On the other hand, natural increase in global average surface temperature leads to multiple difficulties due to global warming which appealed to the attention of different scientists, national organizations, and civil society groups (Mustafa et al. 2019). Additionally, the change in LULC is a main driving force of global change and essentially controls ecological processes, natural cycles, and exclusive biodiversity (Basommi et al. 2016). Further, the change in LULC is associated with development of the social economy; therefore, data on LULC is required for successful management of environment and living organisms. This information is widely used by planners, researches, and decision makers at local and regional scales for different applications. Majority of the applications involves evaluation of specific conditions in larger areas such as protected watershed zones and river basins (El-Zeiny and Effat 2017).
Shiferaw (2011) stated that urbanization, all over the world, induces the change of LULC. Generally, land use dynamics have multiple adverse impacts such as land degradation, habitat damage, loss of biodiversity, and endangered species (Meyer and Turner 1992). Watershed areas including several aspects of LULC may affect the watershed hydrological properties (Haque 2013). One of the main problems that face watershed area is vegetation distribution; therefore, physical geographers and ecologists have successfully related changes in vegetation types to environmental gradients at different diverse scales (Zhuang et al. 2012).

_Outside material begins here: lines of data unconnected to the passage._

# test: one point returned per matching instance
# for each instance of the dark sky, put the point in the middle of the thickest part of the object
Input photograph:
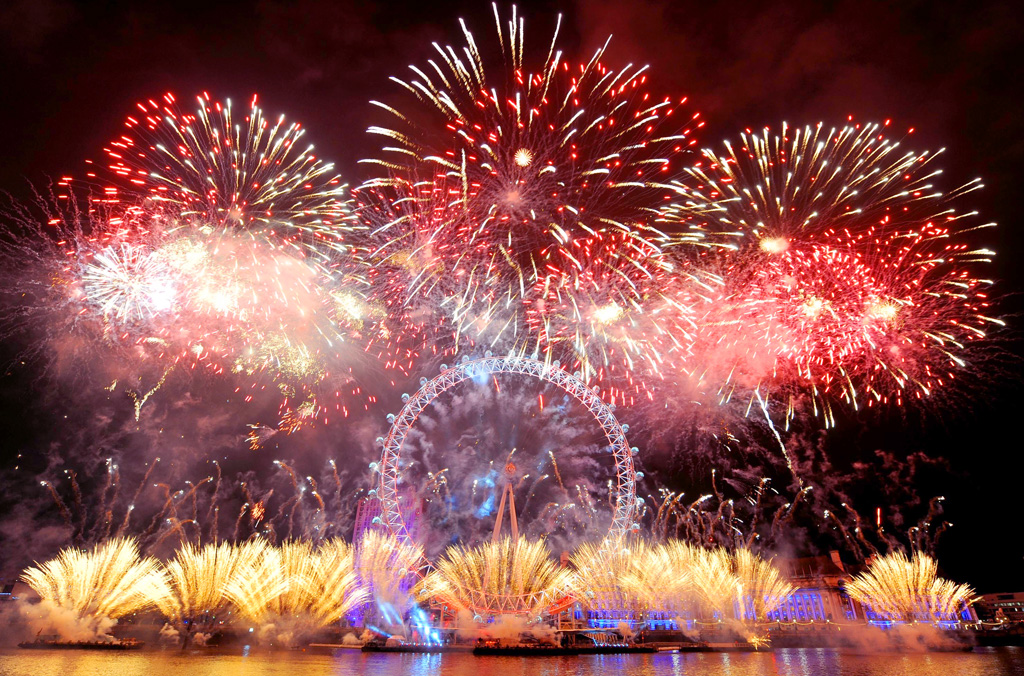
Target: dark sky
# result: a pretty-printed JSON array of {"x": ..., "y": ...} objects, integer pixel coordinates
[{"x": 71, "y": 72}]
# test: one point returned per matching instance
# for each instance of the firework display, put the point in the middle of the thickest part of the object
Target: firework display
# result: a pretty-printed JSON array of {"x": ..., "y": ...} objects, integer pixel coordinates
[
  {"x": 105, "y": 582},
  {"x": 528, "y": 218},
  {"x": 850, "y": 275},
  {"x": 507, "y": 577},
  {"x": 908, "y": 589}
]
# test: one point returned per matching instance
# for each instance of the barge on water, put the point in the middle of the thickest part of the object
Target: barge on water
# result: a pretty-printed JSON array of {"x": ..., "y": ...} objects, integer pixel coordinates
[{"x": 58, "y": 644}]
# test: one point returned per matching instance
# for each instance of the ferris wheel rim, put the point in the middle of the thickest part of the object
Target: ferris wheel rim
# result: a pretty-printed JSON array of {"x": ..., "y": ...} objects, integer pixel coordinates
[{"x": 626, "y": 502}]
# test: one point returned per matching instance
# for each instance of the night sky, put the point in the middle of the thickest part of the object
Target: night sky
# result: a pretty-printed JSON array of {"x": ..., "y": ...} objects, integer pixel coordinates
[{"x": 952, "y": 71}]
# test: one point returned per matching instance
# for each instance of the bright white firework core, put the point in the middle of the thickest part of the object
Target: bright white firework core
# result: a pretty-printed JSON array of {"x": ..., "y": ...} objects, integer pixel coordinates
[{"x": 523, "y": 157}]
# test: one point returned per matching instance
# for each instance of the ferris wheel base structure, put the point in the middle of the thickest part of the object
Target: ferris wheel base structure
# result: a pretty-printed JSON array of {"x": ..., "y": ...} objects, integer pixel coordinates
[{"x": 626, "y": 503}]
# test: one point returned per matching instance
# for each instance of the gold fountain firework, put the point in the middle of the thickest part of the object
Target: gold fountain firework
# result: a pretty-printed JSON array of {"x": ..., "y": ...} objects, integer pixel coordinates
[
  {"x": 192, "y": 589},
  {"x": 908, "y": 589},
  {"x": 310, "y": 586},
  {"x": 107, "y": 581},
  {"x": 508, "y": 577}
]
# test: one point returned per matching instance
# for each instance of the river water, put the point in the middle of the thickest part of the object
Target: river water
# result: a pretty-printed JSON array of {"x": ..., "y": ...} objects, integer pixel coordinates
[{"x": 983, "y": 662}]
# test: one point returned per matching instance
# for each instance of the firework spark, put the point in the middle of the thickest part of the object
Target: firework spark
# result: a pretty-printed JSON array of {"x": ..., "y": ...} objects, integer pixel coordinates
[
  {"x": 107, "y": 581},
  {"x": 500, "y": 578},
  {"x": 908, "y": 589}
]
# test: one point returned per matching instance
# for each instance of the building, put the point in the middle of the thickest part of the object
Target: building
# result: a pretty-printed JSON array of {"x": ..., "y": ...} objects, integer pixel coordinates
[{"x": 819, "y": 594}]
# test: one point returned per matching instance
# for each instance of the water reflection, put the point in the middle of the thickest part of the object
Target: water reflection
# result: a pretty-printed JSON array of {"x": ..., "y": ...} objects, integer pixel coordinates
[{"x": 983, "y": 662}]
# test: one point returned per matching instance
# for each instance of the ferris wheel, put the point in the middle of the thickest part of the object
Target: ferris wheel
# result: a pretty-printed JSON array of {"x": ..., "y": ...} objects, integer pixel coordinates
[{"x": 626, "y": 505}]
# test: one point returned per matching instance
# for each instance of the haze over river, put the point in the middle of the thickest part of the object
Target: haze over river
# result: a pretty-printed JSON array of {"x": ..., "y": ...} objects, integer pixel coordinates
[{"x": 983, "y": 662}]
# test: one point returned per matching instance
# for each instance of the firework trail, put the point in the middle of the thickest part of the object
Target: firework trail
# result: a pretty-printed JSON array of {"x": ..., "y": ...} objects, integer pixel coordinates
[
  {"x": 192, "y": 591},
  {"x": 850, "y": 277},
  {"x": 499, "y": 578},
  {"x": 510, "y": 168},
  {"x": 97, "y": 585},
  {"x": 908, "y": 589},
  {"x": 220, "y": 248}
]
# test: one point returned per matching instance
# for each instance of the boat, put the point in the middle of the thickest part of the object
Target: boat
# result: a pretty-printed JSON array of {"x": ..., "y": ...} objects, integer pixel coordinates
[
  {"x": 539, "y": 649},
  {"x": 58, "y": 644}
]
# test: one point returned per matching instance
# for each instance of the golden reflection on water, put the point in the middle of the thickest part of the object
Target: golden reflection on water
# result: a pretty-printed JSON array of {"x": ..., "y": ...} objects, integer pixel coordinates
[{"x": 983, "y": 662}]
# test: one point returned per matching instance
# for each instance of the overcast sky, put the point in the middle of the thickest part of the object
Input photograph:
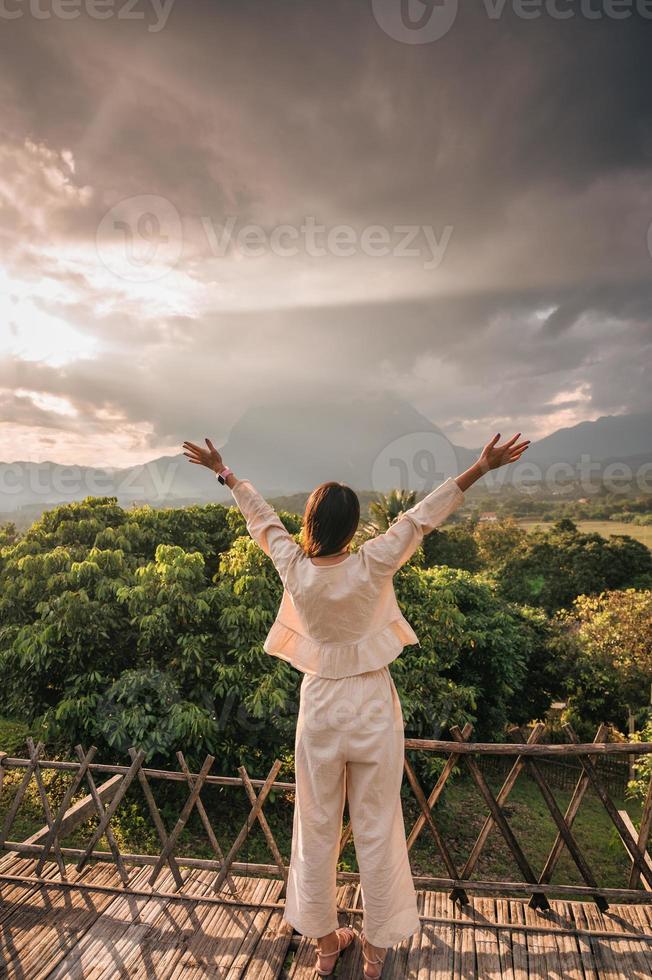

Watershed areas support the stockholders by the requirements of sustainable development for any region. At watershed areas, the excessive rain causes the accumulation of flowing water leading to more damage to the surrounded urban area (CGIA 1994; Abdel Hamid et al. 2020). To assess LULC changes and dynamics, the geospatial technologies (e.g., remote sensing, RS, and GIS) have significant role to provide regional data, rate of change, and LULC giving precise information (Dezso et al. 2005).
Guyuan is one of the ecologically important watersheds areas in Ningxia, China. In addition, it is considered an important city for food production since the fertility of soil helps farmers to plant many essential crops. RS and GIS are powerful techniques for assessing LULC changes over a specific period using spatiotemporal data. RS technology gives the advantage of regional coverage, short revisits, and low cost (Hong and Abd El-Hamid 2020).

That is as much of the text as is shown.